Shaw plays Doyle Lonnegan, the gangster the grifters target in the movie for ordering the killing of their friend. This character is despicable from the moment we see him in a half shadowed profile, giving the ambiguous murder warrant for the two con men who took one of his numbers runners. He is a joyless golfer and a grinding businessman,which makes him a bit hard to crack. The research the con artists dig up suggest that ambition is his only flaw and that he might warm to or at least recognize the ambition of another up and comer. Oh, and he cheats at cards. This gives us the lead to follow for the rest of the story as each segment of the narrative is labeled with a title card, "The Hook", "the Set Up", "the Tale", etc. This willingness to cheat at cards give the scam a way to push Lonnegan into behaviors he would otherwise avoid.

The first pivotal sequence with Shaw is on the train to Chicago, in a high stakes poker game. He is a humorless man, playing a game with others, not for the joy of it but as a mechanic, tweeking the engine of his ambition and taking advantage of others. Shaw plays him as a sour mirthless automaton, seeking only the next chance to take someone himself. The most volatile scene he has comes when he expresses to his underling the frustration that he can't call out Gondorf, Newman's character, for being a better cheat than he is. His instinct is to have him killed, but his pride is what calls him back from the rash act and ultimately means he has taken the bait.
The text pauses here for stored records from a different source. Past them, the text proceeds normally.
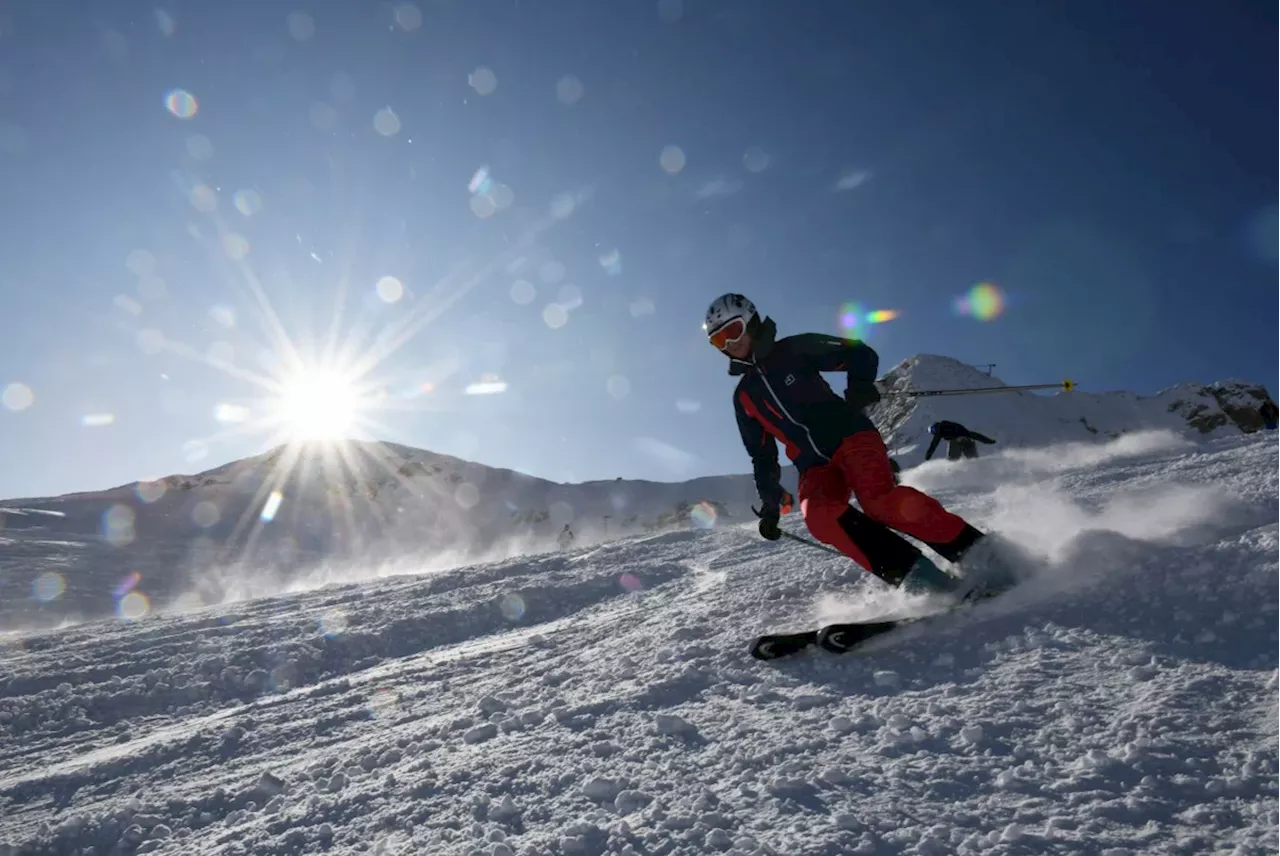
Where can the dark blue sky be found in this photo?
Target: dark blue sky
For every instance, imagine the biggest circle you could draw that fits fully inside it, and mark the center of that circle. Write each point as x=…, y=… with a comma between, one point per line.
x=560, y=188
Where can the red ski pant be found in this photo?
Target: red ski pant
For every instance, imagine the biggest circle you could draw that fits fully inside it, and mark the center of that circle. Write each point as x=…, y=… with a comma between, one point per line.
x=860, y=468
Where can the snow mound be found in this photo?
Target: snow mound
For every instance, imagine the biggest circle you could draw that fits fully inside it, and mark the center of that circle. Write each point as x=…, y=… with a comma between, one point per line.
x=1037, y=420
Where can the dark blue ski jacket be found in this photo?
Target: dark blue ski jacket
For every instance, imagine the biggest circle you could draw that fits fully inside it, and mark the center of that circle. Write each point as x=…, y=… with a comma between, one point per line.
x=782, y=397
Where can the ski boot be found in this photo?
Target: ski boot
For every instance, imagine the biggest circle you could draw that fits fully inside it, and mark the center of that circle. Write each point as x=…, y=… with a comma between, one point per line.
x=990, y=567
x=927, y=578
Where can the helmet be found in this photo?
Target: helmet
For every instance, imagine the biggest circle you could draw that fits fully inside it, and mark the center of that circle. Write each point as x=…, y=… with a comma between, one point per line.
x=728, y=317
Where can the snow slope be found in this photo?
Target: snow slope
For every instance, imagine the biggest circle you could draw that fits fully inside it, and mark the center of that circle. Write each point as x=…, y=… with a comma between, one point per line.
x=602, y=700
x=1028, y=419
x=301, y=517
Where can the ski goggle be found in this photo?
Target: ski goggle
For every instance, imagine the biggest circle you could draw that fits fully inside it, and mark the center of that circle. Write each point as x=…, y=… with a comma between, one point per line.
x=727, y=333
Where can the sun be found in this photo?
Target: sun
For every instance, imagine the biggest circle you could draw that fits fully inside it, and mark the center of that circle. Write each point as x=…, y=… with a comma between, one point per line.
x=319, y=406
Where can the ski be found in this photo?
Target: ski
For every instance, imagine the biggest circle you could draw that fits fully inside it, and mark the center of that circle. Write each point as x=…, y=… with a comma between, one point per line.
x=841, y=637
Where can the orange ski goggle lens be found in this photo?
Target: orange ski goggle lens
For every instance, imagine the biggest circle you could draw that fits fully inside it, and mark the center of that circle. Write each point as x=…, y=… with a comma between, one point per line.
x=727, y=333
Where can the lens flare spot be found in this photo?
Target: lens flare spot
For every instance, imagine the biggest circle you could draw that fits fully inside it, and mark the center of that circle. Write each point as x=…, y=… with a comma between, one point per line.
x=181, y=103
x=231, y=413
x=851, y=320
x=387, y=123
x=512, y=607
x=522, y=292
x=755, y=160
x=389, y=289
x=200, y=147
x=247, y=202
x=984, y=302
x=640, y=307
x=672, y=159
x=272, y=506
x=301, y=26
x=118, y=525
x=127, y=584
x=483, y=81
x=554, y=316
x=480, y=182
x=48, y=586
x=17, y=397
x=133, y=605
x=618, y=387
x=236, y=246
x=612, y=262
x=483, y=206
x=408, y=17
x=568, y=90
x=223, y=315
x=703, y=515
x=204, y=198
x=487, y=385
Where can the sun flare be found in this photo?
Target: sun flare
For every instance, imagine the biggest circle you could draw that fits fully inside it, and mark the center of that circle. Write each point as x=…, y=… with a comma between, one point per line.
x=319, y=406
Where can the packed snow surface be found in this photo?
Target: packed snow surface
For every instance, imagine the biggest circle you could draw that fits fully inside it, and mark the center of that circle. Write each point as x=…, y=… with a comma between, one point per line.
x=600, y=700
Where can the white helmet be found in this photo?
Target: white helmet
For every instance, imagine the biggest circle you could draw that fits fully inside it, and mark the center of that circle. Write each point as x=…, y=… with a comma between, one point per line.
x=727, y=309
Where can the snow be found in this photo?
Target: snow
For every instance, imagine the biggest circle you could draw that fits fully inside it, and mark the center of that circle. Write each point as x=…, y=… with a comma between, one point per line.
x=1037, y=420
x=600, y=699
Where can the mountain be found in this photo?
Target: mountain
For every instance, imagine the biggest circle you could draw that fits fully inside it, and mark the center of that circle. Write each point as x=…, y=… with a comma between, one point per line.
x=302, y=515
x=1027, y=419
x=312, y=513
x=602, y=701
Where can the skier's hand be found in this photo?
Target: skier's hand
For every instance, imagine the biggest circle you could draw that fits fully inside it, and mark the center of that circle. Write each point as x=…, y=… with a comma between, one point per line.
x=862, y=393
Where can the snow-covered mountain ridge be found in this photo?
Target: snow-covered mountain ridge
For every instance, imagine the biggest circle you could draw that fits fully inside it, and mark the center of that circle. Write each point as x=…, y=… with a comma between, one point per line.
x=378, y=504
x=1027, y=419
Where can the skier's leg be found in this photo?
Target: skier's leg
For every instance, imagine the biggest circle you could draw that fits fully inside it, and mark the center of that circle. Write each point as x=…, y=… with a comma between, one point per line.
x=864, y=462
x=824, y=504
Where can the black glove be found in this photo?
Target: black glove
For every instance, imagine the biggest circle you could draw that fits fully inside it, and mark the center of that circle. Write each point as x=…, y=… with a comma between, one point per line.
x=769, y=529
x=862, y=393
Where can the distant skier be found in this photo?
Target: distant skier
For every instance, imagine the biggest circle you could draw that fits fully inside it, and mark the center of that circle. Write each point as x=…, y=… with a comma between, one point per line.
x=837, y=451
x=1270, y=415
x=961, y=443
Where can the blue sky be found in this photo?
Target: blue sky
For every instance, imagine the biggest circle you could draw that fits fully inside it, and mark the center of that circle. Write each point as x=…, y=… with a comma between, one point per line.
x=1112, y=168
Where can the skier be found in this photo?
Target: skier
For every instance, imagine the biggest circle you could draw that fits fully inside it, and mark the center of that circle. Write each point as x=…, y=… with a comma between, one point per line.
x=1270, y=415
x=960, y=440
x=837, y=451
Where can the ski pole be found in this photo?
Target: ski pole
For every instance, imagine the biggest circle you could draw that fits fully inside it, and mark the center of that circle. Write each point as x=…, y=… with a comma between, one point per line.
x=1066, y=385
x=801, y=539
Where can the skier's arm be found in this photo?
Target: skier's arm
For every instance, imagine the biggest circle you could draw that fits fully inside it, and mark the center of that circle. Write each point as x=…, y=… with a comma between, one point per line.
x=832, y=353
x=764, y=453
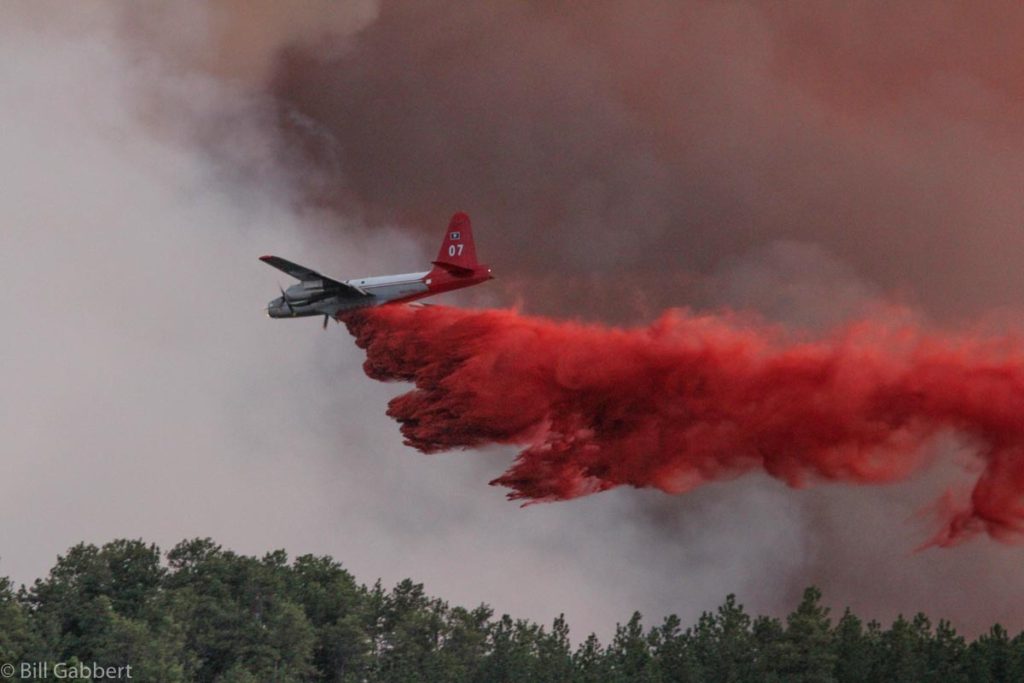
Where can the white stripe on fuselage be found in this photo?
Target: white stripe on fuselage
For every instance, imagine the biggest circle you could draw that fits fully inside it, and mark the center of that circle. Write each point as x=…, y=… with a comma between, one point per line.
x=370, y=284
x=389, y=288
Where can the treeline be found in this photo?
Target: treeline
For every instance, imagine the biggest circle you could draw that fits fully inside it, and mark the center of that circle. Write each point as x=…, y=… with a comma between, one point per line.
x=209, y=614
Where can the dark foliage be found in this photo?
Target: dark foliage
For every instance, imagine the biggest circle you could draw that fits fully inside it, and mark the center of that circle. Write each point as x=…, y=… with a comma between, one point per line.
x=211, y=615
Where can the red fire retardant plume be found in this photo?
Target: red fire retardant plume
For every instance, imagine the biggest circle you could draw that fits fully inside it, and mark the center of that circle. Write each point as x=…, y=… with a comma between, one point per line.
x=692, y=399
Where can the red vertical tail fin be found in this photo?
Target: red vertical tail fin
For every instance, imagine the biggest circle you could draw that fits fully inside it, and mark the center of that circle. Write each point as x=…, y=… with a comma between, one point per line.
x=458, y=252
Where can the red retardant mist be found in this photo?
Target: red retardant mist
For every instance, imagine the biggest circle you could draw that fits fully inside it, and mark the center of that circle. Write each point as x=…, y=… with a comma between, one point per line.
x=697, y=398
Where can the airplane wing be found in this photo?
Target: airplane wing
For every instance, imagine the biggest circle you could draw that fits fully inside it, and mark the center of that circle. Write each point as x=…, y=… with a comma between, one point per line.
x=305, y=274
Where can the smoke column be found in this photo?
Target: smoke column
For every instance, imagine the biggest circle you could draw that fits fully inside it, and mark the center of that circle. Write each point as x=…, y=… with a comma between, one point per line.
x=692, y=399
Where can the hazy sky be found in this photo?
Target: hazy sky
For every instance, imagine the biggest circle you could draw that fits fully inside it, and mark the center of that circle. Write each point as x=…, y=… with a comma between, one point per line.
x=616, y=159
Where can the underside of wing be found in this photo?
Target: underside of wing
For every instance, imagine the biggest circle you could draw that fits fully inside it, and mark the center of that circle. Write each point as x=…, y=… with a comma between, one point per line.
x=305, y=274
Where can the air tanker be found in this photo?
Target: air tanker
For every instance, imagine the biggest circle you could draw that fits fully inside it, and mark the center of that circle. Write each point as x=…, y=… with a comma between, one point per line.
x=314, y=294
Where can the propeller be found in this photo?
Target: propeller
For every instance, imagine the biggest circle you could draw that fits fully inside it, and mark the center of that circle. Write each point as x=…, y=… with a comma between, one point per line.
x=284, y=297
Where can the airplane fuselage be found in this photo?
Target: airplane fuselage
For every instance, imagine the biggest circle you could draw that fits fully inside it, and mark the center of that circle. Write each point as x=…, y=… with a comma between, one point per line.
x=455, y=267
x=312, y=298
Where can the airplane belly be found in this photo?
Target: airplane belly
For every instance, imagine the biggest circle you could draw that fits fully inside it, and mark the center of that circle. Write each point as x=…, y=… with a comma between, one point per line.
x=398, y=291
You don't get to the top of the rackets by being stupid, and Lonnegan is suspicious all along the way. The con artists are able to exploit that by using his own suspicions as a way of building up their own credibility. They play loose with a couple of his last minute demands and surprises, and allow him to talk himself into everything they ultimately want. Shaw is cheerless in each false victory that gives him confidence. His curt manner with his new partner, reminds us of why we want this Son of a Bitch to go down. When he demands that Redford's character accept a ride from the train station, if I had been Redford's character, my testicles would have crawled up inside me, and my bladder would feel tight. It is clear from the way the character is written and that Shaw plays him, that this is a venomous snake, best to stay away from but to which he must stick to make the sting work.

It seems like Shaw played more villains than heroes in his career. Most of his facial expressions clarify exactly why, he has a cold eyed look that seems pitiless. His voice is often controlled and low key, with just an edge of menace. He did a fine job in this film, but the star of the movie is first the plot, then the two leads, and finally the surprises. It is often said that a movie is only as good as the bad guy is allowed to be. That makes this a pretty good film. Shaw does not overplay it or draw attention to his work. He is loathsome, but not in the showy manner that so many of today's actors (John Travolta, Gary Oldman) seem to be. The closest he comes is at the end when he is frustrated about the outcome of his gamble, but if you lost a bucket load of money you might raise your voice just a bit too.


Nick said...

He is a humorless man, playing a game with others, not for the joy of it but as a mechanic, tweeking the engine of his ambition and taking advantage of others.

I absolutely love your description of his character. It's so spot on I can barely add anything to it.

The one thing I'd like to point out is that most people know Shaw for The Sting and Jaws, yet those were two of his last films before he died. He had a long lucrative career beforehand and personally, I'm working my way back, as I want to see more of the man.

Richard Kirkham said...

If you look around here, you will find several posts on my Robert Shaw film festival. We still have a half dozen films on the shelf that we can go to but I started with six of his best known. A personal favorite is "The Taking of Pelham 123".